Saying Yes to the Dress! (For Other People)
Shopping for and with other people is the absolute best. If I had my way, I’d be sitting on one of those funny little poufs in the dressing room saying encouraging things to a friend, while she looks appraisingly at herself in a three-way mirror, once a week.
A mother-of-the-groom asked if I would take her out earlier this summer, and in one short afternoon we perpetrated an entire outfit: a striking, classy, yet “appropriate” dress ($250), a beautiful bolero to go over it in case New Hampshire is cold on Labor Day (~$100), and a pair of sturdy but cute shoes to wear while walking down the aisle and then jumping with joy on the dance floor ($40). That made me happy. What made me happier still was when two different brides invited me to accompany them on the Holy Grail of retail excursions: Wedding Dress Shopping.
Twice I have been able to be all, “Yes, she said, yes, I will, yes” to the Dress.
This is particularly exciting to me since I was congenitally unable to enjoy being a bride myself and didn’t even wear a wedding gown, let alone revel in the whole “Bring Your Friends to Watch You Squeal and Cry” thing. When other people embrace the pomp and circumstance, it makes my heart sing — especially when they bring me along.

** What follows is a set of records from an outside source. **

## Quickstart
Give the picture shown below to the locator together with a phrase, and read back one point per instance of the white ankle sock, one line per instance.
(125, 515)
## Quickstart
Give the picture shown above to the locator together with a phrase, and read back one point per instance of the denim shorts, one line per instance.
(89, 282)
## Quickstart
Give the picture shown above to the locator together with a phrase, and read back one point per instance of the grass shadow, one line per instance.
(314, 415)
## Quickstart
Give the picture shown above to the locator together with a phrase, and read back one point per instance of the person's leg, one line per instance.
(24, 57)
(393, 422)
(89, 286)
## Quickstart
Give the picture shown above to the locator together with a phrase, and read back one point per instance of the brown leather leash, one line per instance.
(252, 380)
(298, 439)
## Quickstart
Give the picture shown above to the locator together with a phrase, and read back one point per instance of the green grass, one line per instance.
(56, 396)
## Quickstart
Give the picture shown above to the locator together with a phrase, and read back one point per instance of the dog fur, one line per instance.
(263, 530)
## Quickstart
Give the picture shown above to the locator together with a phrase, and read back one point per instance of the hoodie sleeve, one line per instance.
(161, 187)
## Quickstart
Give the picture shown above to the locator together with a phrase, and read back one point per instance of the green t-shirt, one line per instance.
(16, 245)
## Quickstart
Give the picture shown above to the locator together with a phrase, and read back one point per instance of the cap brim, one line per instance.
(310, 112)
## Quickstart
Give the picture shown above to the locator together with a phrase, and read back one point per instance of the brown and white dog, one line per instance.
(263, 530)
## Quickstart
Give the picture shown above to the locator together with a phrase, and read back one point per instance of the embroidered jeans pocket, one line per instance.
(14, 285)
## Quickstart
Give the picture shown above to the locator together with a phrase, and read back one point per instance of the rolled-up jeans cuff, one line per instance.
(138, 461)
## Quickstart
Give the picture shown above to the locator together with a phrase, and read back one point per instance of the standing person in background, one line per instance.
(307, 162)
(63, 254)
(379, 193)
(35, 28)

And my once-coworker K. did it up right. She made an appointment at the bridal boutique at the flagship Saks Fifth Avenue, which, you will not be surprised to learn, is on Fifth Avenue, right by Rockefeller Center. I put on mascara so they’d let me in the door.
The clerks, who are really more like docents, greeted us warmly when we entered the space, a carpeted, sheltered area on the 5th floor in the back, with soothing lighting, orchids, and bottled water. “You’re in for a treat,” one of them said. “Austin Scarlett’s new collection just arrived.” Because the others, including K., were “Project Runway” virgins, I got to clue them in, conveying through hushed tones and hand gestures how exciting this was.
The first gown K. tried on was from the Scarlett collection and sure enough it was a doozy: statuesque, gracious, with clean cuts yet enough visual interest to engage the eye. She looked gorgeous in it right off the rack — or, rather, off the mannequin, from which our docent unceremoniously lifted the dress. The poor headless thing had to watch, bereft, as K. bathed in her borrowed glory. Price: $3,900.
Even though that first dress was amazing, wedding dresses are like potato chips: you can’t stop after one. K. tried on more Scarlett creations, including one that, appropriately, looked like it was made from a set of curtains. Price: $11,450. She also tried on some by designer Monique Lhuillier, priced at $5,000 and up, and then, as a denouement, a full-on, black tie, princess-y extravaganza by Vera Wang. Price: $9,950.
The Wang hit her. Hard.
Now, K. does not have $10K to spend on a wedding dress. She is a practical person; she lives in the real world, earning money and paying bills. Even $4K is a lot. She knows that, and yet she followed the Wang with a wistful eye as the docent returned it to its translucent sarcophagus. “Which did you like best?” she asked us, her spectators. In unison, we said, That first dress, the simpler though still spectacular one.
The bride-to-be nodded sadly. She looked at me. Talk me out of it, she seemed to say. I chose my words carefully.
“You look fantastic in all of them,” I told her. “You can only win here. Every choice is great. I guess the decision is just what kind of wedding you want to have? Because if you commit to a $10,000 wedding gown, everything else has to rise to meet it, you know? Like, do you envision [groom] wearing a tux? Because he’ll look funny standing next to you in anything else, if you’re wearing that. And were you envisioning an indoor wedding? Because that dress probably isn’t suited for the grass …”
“Yeah,” she said, as though awakening from the spell, “yeah, that makes sense.”
We left the store at lunchtime. I texted later about how gorgeous she looked in everything. She texted back that she’s still crushing on the Wang. Still, no decision has been made, no money exchanged. There’s plenty of time.
Next stop, in September: Kleinfeld’s. Bring it on.